Economic recovery in Poland lends weight to the comments by Rzonca, who backed only three of the central bank’s eight rate cuts in 2012 and 2013. Growth in the European Union’s biggest eastern economy will reach 3.6 percent this year after 1.6 percent last year, the least since 2009, the central bank projected in March.
The Warsaw-based Narodowy Bank Polski has kept its benchmark interest rate at a record low for nine months and plans to leave it unchanged at least through September, though it may review this guidance after the next inflation projection in July, according to Belka.
“If GDP growth keeps accelerating and forecasts indicate sustained expansion of more than 3.5 percent in the medium term, it would be a signal for me to begin monetary tightening,” Rzonca said.
The zloty rose less than 0.1 percent to 4.1887 per euro at 4:30 p.m. in Warsaw, paring its month-to-date drop to 0.5 percent, the second-worst performance among 14 developing Europe currencies after the Russian ruble.

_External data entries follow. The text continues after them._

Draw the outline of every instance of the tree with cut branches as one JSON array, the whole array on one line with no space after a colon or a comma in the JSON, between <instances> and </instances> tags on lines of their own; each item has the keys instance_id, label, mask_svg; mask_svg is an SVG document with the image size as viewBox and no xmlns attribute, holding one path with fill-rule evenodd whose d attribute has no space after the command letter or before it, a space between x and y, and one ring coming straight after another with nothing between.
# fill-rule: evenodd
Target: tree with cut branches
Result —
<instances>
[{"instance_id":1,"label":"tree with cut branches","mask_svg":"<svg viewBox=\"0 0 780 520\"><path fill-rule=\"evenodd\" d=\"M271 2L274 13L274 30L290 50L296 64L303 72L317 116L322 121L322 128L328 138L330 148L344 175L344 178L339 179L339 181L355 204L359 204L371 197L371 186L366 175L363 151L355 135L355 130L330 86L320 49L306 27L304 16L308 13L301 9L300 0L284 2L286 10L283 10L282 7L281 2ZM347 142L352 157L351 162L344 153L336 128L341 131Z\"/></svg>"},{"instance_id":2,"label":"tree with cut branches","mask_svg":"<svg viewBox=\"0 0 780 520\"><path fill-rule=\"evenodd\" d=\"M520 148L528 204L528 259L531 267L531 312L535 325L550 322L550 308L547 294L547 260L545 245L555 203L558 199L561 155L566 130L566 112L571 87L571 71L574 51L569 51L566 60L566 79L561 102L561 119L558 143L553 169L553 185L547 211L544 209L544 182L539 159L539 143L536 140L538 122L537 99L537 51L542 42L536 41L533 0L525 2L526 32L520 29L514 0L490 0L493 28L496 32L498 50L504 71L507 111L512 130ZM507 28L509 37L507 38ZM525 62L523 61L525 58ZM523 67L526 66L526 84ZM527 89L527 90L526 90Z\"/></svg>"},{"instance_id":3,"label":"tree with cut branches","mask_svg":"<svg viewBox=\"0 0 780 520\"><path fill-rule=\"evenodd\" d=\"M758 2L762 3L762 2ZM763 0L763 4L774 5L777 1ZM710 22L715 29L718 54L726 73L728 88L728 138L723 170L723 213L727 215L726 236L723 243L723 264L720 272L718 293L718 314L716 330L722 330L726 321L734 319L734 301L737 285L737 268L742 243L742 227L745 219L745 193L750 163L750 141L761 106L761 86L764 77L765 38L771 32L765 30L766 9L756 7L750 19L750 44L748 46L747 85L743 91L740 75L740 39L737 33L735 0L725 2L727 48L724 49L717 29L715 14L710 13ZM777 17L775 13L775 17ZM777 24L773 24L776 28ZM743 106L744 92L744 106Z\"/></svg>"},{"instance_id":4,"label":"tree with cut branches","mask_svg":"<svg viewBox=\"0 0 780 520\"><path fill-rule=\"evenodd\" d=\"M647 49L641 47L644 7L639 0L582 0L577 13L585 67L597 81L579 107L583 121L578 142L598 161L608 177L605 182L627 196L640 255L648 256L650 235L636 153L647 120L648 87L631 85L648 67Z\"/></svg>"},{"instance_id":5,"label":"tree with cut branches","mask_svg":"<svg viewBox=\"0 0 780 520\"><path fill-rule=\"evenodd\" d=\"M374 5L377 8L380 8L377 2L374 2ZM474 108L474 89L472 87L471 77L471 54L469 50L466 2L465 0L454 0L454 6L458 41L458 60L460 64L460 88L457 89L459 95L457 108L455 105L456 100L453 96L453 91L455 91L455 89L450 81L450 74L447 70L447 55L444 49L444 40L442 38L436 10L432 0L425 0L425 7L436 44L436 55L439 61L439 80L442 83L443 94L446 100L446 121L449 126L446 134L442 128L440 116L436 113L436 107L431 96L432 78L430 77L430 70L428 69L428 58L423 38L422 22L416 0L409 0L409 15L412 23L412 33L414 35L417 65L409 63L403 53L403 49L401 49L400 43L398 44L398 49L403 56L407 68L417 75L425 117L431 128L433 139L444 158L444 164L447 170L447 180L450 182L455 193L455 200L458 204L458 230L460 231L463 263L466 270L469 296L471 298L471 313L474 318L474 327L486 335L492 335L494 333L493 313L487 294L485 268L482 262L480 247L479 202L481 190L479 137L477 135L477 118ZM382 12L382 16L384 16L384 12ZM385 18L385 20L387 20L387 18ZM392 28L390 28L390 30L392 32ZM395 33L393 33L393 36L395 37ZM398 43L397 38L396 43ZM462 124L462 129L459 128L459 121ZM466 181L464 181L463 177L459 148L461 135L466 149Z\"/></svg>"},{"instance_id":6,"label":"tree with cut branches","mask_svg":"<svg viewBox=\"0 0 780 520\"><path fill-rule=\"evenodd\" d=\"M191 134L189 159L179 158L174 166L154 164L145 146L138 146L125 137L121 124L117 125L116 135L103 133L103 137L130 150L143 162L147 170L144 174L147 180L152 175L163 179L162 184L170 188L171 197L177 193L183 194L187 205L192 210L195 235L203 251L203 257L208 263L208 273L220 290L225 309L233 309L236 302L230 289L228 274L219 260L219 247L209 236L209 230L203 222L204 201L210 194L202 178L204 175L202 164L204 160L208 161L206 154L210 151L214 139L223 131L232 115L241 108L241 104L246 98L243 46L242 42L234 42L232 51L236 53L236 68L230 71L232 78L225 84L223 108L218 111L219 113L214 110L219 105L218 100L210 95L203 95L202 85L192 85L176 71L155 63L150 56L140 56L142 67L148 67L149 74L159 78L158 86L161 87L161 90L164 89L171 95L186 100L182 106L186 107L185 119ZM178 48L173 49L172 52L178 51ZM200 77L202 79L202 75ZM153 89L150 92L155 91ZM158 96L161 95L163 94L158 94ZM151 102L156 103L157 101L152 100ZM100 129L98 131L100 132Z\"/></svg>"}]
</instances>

While the conflict between neighboring Ukraine and Russia has a “limited” impact on Poland’s economy, Rzonca said, concern about the fallout persuaded him to back extending the central bank’s rate guidance for another quarter in March.
Poland’s gross domestic product expanded at an annual pace of 3 percent in the first quarter and that rate will accelerate in the second quarter, Belka said last week.
The Ukraine crisis has “mixed” consequences as the Russian embargo on the Polish meat and declining Polish exports to Russia may curb inflation, while an increase in energy prices or a weakening of the zloty could have the opposite effect, Rzonca said.
“The conflict in Ukraine isn’t the only problem for Polish monetary policy,” he said. “The expansive monetary policy of major central banks and possible market turbulence are the real challenge.”
Poland’s central bank is preparing measures to deal with market volatility amid low global inflation and persistently slow economic growth, Belka said at the International Monetary Fund’s spring meetings in Washington on April 13.